Lady Catherine Pelham | |
---|---|
Born | 1700/1 England |
Died | 18 February 1780 England |
Resting place | All Saints Churchyard, Laughton, East Sussex |
Nationality | British |
Known for | Spouse of the prime minister of Great Britain (1743–1754) |
Spouse | |
Children | 8 (four survived) |
Father | John Manners, 2nd Duke of Rutland |
Lady Catherine Pelham (née Manners; also spelt as Katherine; 1700 or 1701 – 18 February 1780) was a British noble and the wife of the Prime Minister Henry Pelham. She used her position to broker positions within that administration and the following one.
Life
Pelham was born in 1700 or 1701 and her parents were Catherine (née Russell) and John Manners, 2nd Duke of Rutland.[1]

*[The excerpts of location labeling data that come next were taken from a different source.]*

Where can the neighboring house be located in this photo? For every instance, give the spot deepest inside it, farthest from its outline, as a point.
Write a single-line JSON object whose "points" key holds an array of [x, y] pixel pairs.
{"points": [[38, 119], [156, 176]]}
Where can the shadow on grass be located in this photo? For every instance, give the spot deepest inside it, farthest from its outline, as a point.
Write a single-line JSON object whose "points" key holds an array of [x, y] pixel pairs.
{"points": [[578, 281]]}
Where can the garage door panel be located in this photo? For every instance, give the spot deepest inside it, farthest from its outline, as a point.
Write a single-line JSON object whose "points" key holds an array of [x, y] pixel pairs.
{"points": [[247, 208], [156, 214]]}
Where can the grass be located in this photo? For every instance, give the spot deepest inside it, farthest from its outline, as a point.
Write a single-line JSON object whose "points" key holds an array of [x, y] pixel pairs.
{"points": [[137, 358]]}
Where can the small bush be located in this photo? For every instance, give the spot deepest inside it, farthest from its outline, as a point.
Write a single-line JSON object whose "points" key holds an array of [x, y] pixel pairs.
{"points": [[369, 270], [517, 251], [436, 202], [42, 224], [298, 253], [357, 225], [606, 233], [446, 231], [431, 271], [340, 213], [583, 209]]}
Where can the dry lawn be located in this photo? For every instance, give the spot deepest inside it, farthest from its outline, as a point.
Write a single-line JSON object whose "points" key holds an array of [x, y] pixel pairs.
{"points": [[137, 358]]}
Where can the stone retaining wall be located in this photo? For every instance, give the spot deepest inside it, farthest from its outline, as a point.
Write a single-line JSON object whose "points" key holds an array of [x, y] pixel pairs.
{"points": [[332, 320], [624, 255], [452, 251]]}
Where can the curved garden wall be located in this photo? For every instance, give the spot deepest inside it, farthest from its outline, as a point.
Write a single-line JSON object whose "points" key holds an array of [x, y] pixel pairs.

She had a dowry that was either £10,000 or £30,000 and she was from an important aristocratic family. Her maternal uncle was Wriothesley Russell, 2nd Duke of Bedford.[1]
She married Henry Pelham who was the secretary of war in Sir Robert Walpole's government[1] at St James, Westminster, London.[2]
November 1739 was a bad month when she and Henry had two of their sons die within days of each other of what is now thought to be diphtheria. They had already lost a daughter and within months they lost another. Of their eight children only four daughters survived their childhood.[1]
Her skills were in correspondence and in manipulating the attainment and distribution of patronage. She would plan ahead to see which positions were likely to become vacant and she would plan who was to receive the vacancy. Her unmarried daughters took positions and she became the Ranger of Greenwich Park in 1745.[1] One of her achievements was to get John Roberts to be the candidate for the Harwich constituency. She had identified a vacancy and she had Prime Minister Newcastle's commitment that Roberts would be assigned the seat. However, in 1761, there was a new King and George III had his own mind for a candidate, Charles Townshend. It is a measure of Catherine's character that Newcastle could not decide who to please and who to disappoint. His solution was ingenious. There was one vacancy but Harwich returned two candidates. Newcastle persuaded the sitting candidate at Harwich, Thomas Sewell to move to Exeter so that he could then install both Catherine's and the King's candidate in Harwich.[1]
She died on 18 February 1780.[1] Of her four daughters, Frances who was born in 1728 and Mary who was born in 1739, died unmarried. Her daughter Catherine (1727–1760) became Catherine Pelham-Clinton, Countess of Clinton, when she married Henry Clinton, 9th Earl of Lincoln in 1744. Henry, by this marriage, would in time become the 2nd Duke of Newcastle-under-Lyme. Her fourth daughter Grace (1735–1777) became Grace Watson, Baroness Sondes when she married Hon. Lewis Watson in 1752. In 1760, Lewis was created Baron Sondes.